Daarnaast ben ik extreem veel met sporten en voeding bezig. Ik probeer anderen daarin te motiveren, omdat ik denk dat veel ziekten daarmee te voorkomen zijn. Ik denk dat het belangrijk is dat mensen zich er bewust van zijn wat ze eten, dat ze genoeg moeten bewegen, omdat het veel invloed heeft op je fysieke en mentale gesteldheid. Zelf voel ik me heel goed, ik heb veel energie, sinds zeven jaar een leuke vriendin, ik woon samen en heb de droom financieel onafhankelijk te worden, zodat mijn moeder ontzorgd wordt na alles wat ze heeft meegemaakt.
De gedachte dat ik iets terug wil doen voor Make-A-Wish heeft me nooit verlaten. Natuurlijk kun je doneren, maar dat vond ik te makkelijk in mijn geval. Een groep vrienden kwam met het idee: laten we samen een marathon lopen en ons laten sponsoren. Daar ben ik me in gaan verdiepen en het voelde heel goed. In mijn hoofd en hart zitten de kindjes die hun liefste wens nog krijgen, op de achtergrond speelt mijn eigen geschiedenis. Een marathon lopen is toch de ultieme bevestiging dat je zelf weer topfit bent. Ik vond het een prachtig idee dat straks, mede door mij, kinderen hetzelfde mogen meemaken als ik.
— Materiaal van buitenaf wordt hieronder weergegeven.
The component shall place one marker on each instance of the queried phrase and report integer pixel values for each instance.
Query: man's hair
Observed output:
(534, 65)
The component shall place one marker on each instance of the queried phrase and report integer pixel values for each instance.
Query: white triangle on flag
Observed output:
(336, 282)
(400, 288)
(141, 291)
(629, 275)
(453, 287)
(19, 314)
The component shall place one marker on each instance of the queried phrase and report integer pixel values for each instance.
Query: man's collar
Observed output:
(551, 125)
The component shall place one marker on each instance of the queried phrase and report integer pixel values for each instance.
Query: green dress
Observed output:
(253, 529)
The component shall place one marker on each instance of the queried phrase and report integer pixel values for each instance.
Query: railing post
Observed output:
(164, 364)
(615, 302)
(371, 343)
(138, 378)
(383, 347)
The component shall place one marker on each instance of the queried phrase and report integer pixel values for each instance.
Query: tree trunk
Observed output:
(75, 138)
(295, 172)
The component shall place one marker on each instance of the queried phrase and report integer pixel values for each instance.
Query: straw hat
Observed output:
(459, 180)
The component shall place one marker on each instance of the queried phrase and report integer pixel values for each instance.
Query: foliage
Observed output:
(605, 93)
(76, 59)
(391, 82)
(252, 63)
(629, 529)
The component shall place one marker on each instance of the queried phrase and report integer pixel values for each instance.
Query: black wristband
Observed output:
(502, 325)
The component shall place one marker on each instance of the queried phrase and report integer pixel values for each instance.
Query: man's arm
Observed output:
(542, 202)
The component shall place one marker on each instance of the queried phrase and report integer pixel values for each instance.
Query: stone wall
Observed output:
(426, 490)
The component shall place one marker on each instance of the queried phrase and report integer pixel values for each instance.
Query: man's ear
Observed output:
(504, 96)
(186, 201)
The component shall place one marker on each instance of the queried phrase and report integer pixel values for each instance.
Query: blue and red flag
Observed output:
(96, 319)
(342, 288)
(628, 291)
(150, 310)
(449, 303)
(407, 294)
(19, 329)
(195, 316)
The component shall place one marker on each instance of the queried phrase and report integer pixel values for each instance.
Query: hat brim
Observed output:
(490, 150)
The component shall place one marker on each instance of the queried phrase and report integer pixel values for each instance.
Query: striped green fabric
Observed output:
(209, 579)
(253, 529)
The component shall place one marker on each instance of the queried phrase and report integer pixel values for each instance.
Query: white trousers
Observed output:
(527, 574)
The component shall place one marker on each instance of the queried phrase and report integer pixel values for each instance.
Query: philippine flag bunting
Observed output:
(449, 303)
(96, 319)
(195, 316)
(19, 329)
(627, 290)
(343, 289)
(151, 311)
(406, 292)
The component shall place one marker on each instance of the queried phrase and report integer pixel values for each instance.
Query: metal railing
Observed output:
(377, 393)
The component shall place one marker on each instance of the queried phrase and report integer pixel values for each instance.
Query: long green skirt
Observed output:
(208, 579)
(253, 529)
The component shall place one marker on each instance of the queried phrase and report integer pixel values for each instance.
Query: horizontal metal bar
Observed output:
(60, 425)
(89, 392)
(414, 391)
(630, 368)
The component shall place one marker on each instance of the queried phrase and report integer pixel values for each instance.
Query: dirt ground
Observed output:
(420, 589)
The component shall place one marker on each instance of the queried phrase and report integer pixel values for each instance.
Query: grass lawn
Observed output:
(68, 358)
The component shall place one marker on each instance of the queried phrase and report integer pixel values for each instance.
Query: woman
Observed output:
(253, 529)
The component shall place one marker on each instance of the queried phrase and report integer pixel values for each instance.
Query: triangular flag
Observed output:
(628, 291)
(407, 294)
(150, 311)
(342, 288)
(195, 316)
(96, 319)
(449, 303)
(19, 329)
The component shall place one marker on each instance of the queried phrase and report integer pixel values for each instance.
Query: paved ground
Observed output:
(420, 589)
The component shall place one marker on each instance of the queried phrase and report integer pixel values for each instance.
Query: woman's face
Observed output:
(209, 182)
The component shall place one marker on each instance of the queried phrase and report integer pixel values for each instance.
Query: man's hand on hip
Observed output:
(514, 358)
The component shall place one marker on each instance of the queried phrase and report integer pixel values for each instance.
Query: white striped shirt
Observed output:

Zo voelt het alsof ik een stokje doorgeef. Ik heb een leven lang profijt van de Wish Journey. Het harde werken werd beloond met een afsluiting die onvergetelijk was. Ik heb het toen gemerkt: als je je best doet, lukken dingen. Ik had geknokt en kreeg er een geschenk voor terug. Een herinnering, een belevenis, die altijd bij me blijft. Hoe fijn is het dan anderen ook zoiets te geven, ze blij te maken, het ze cadeau te doen. Hoe klein soms ook, het is heel fijn om iets voor een ander te kunnen betekenen.
En dat is wel nog een les van het leven: ook de ziekte heeft mij iets gegeven. Als je er goed uitkomt, zonder complicaties, brengt zo’n ziekte je veel. In mijn geval zijn de familiebanden veel hechter geworden, beter gezegd: nog sterker. Ik heb veel meer het gevoel gekregen dat ik echt wat van het leven moet maken. De vervelende rotzak die ik als puber was probeert nu het onderste uit de kan te halen. Dankbaarheid heeft bij mij geleid tot levenslust. Waarom zou ik er nou nog een potje van maken? Ik ga ervoor, met alles wat ik heb.’